When we’re speaking about AC signals, we are most likely dealing with Sinusoidal AC signals. So let’s investigate and see if the RMS of a general sinusoidal AC signal yields anything constant. If so, then we’d omit the whole integration process every time we want to calculate the RMS of a sinusoidal signal and simply multiply that constant by some term.

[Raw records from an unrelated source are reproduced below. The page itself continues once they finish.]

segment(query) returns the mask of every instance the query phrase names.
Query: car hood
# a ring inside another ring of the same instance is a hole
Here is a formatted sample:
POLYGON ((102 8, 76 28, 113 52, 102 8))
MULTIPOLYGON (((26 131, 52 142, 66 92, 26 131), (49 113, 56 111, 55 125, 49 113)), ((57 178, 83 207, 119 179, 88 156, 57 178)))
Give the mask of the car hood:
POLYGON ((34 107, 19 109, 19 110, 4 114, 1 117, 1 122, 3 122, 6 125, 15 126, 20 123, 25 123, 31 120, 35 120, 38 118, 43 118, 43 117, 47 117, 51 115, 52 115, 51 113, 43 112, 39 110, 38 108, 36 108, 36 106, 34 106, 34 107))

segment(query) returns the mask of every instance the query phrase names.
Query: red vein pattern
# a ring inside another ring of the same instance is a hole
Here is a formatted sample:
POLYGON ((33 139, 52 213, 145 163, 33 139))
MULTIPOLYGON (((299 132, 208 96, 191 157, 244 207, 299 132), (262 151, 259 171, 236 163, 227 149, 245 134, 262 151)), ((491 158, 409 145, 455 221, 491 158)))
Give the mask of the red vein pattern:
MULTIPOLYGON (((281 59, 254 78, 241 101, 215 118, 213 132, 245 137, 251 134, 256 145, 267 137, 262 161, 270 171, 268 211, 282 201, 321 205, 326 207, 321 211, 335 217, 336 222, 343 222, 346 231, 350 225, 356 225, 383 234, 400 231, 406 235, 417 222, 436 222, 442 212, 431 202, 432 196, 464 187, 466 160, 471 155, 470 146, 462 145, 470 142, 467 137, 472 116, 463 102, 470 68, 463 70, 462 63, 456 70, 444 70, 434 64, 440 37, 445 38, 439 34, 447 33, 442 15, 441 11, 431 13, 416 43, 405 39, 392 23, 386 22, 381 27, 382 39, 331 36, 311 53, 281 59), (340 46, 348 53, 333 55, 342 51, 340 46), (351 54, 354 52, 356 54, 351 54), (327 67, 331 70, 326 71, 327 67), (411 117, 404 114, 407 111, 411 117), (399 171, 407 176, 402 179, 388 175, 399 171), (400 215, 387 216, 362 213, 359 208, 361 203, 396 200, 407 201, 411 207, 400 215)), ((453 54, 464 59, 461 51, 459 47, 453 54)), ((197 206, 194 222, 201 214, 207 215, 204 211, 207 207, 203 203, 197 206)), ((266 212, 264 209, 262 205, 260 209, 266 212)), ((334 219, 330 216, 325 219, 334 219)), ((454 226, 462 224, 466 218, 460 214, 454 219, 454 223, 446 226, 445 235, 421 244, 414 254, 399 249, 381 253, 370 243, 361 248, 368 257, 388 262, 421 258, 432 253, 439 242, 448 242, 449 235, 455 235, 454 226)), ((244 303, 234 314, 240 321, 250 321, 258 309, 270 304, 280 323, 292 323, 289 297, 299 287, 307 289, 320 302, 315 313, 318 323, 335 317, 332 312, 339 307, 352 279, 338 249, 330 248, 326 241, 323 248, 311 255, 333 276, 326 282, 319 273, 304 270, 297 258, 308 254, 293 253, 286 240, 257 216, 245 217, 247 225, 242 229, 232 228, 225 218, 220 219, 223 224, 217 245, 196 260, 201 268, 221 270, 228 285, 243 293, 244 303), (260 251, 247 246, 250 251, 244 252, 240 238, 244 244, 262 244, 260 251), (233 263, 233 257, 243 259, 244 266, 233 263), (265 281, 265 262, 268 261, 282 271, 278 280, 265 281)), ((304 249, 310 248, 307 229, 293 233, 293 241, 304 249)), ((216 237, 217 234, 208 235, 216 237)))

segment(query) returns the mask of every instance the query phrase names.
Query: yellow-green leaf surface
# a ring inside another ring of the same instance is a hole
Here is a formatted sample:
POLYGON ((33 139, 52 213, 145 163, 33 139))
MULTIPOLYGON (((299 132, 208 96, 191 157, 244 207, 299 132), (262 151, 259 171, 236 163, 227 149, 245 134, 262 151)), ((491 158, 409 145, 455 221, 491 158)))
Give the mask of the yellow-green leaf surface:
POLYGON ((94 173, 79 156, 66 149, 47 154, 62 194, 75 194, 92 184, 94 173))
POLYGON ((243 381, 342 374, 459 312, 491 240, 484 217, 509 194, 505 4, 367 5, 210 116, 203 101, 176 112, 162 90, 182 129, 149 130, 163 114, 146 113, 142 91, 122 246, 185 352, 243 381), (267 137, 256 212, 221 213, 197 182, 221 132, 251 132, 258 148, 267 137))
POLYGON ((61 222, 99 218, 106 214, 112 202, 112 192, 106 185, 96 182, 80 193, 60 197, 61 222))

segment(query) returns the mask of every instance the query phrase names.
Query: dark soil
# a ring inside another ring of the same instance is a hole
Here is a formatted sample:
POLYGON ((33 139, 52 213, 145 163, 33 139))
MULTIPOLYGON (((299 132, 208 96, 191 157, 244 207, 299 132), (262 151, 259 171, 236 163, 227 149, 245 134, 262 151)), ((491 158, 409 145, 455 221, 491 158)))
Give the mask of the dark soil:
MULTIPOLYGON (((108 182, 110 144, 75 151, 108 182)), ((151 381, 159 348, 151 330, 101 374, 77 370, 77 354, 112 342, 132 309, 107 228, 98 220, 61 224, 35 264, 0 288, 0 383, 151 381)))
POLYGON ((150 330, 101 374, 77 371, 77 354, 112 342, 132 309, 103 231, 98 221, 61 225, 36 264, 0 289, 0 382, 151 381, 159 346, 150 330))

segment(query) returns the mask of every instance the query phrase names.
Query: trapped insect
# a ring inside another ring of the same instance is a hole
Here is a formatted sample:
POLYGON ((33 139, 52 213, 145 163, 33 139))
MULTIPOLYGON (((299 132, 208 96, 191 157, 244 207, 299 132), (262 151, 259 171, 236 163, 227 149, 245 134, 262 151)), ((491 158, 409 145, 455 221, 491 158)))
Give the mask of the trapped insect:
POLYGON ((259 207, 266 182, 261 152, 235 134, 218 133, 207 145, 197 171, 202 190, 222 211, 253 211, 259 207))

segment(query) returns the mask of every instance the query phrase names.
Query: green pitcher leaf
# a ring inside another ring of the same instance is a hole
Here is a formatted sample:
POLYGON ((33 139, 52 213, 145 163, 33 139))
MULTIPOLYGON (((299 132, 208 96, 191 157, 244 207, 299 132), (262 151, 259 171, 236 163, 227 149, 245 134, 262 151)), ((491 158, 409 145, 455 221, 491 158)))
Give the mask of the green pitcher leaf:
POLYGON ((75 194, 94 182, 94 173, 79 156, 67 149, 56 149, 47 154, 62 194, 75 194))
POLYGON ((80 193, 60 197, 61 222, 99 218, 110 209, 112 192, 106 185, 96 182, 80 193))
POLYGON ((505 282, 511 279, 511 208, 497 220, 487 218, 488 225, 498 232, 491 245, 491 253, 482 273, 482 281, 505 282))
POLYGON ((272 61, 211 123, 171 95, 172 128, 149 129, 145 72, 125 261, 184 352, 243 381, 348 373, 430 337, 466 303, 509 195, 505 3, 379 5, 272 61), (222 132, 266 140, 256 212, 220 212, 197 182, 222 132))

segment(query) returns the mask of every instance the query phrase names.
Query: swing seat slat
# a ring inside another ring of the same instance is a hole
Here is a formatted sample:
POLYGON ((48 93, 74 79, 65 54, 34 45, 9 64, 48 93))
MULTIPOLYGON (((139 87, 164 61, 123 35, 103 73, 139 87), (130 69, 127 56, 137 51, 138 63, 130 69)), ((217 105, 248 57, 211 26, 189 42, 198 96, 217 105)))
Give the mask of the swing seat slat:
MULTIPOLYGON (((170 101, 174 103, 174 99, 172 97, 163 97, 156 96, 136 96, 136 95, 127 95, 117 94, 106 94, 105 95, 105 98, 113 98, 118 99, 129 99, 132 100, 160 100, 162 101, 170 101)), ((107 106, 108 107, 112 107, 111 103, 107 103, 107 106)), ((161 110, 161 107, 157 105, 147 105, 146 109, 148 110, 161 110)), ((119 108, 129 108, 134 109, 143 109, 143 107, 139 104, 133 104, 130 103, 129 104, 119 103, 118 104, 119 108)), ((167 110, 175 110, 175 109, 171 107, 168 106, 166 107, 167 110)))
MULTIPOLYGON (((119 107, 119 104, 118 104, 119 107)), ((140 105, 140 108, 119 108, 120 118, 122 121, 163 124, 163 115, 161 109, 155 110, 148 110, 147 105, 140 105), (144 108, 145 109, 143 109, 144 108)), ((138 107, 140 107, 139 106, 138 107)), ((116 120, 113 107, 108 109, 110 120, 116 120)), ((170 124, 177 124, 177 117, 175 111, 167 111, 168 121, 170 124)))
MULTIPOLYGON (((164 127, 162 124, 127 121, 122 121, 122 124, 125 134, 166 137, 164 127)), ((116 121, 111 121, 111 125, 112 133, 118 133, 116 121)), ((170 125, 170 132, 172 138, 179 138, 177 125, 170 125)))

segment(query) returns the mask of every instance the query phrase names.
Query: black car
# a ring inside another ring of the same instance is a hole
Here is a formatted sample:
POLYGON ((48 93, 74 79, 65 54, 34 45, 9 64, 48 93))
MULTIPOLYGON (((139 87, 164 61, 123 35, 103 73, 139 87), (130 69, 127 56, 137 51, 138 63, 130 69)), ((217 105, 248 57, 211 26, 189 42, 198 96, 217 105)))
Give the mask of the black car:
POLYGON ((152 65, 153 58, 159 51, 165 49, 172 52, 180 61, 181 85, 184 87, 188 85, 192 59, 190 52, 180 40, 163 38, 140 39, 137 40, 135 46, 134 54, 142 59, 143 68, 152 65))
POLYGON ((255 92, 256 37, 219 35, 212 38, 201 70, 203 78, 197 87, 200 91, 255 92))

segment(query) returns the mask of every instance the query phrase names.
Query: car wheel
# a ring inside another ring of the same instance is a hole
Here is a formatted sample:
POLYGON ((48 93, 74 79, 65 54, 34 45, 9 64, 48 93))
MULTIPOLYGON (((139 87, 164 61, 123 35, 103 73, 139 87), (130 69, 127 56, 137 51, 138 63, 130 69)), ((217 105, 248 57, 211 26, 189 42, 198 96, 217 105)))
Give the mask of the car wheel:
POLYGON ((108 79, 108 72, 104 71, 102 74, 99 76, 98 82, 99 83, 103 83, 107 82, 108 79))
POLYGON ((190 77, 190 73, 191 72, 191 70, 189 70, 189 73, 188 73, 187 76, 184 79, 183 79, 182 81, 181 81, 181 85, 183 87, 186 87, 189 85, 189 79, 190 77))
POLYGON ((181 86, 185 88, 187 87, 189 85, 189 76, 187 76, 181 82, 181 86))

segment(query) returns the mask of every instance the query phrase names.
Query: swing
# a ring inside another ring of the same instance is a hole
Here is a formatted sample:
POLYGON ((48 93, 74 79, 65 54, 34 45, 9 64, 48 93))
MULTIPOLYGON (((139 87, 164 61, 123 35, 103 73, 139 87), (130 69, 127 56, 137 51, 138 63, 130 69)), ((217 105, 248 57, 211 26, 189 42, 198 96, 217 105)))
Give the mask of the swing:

General sinusoidal function has the following form in one cycle:
\[V(t) = V_{Max} \sin(\omega t)\]Plugging it into the definition of RMS,
\[V_{RMS} = \sqrt{\frac{\int_{T_0}^{T_1} (V_{Max} \sin \omega t) ^ 2 dt} {T_1 - T_0}}\]\(V_{Max}\) is just a constant and goes out of the square root. So we get:
\[V_{RMS} = V_{Max} \sqrt{\frac{\int_{T_0}^{T_1} (\sin \omega t) ^ 2 dt }{T_1 - T_0}}\]We also know from basic properties of trigonometric functions:
\[\sin^2 x = \frac{1 + \cos 2x}{2}\]Substituting the sine term with this property:
\[\begin{aligned} V_{RMS} = V_{Max} \sqrt{\frac{1}{\int_{T_0}^{T_1} \frac{1 + \sin \omega t dt}{2}}} = \\ V_{Max} \sqrt{\frac{1}{T_1 - T_0} \left[ \frac{t}{2} - \frac{\sin 2 \omega t}{4 \omega}\right]_{T_0}^{T_1} } \end{aligned}\]Now since the range \(T_0\) to \(T_1\) is one period of the sinusoidal function, the sine integral is just \(0\). Therefore:
\[\begin{gathered} V_{RMS} = V_{Max} \sqrt{\frac{1}{T_1 - T_0} \left[ \frac{t}{2} \right]_{T_0}^{T_1}} = \\ V_{Max}\sqrt{\frac{1}{T_1 - T_0} . \frac{T_1 - T2}{2}} = \\ V_{Max} \frac{1}{\sqrt{2}} \end{gathered}\]Which proves that for calculating the RMS of a sinusoidal signal, we can skip the integration process and simply divide its peak value by \(\sqrt{2}\).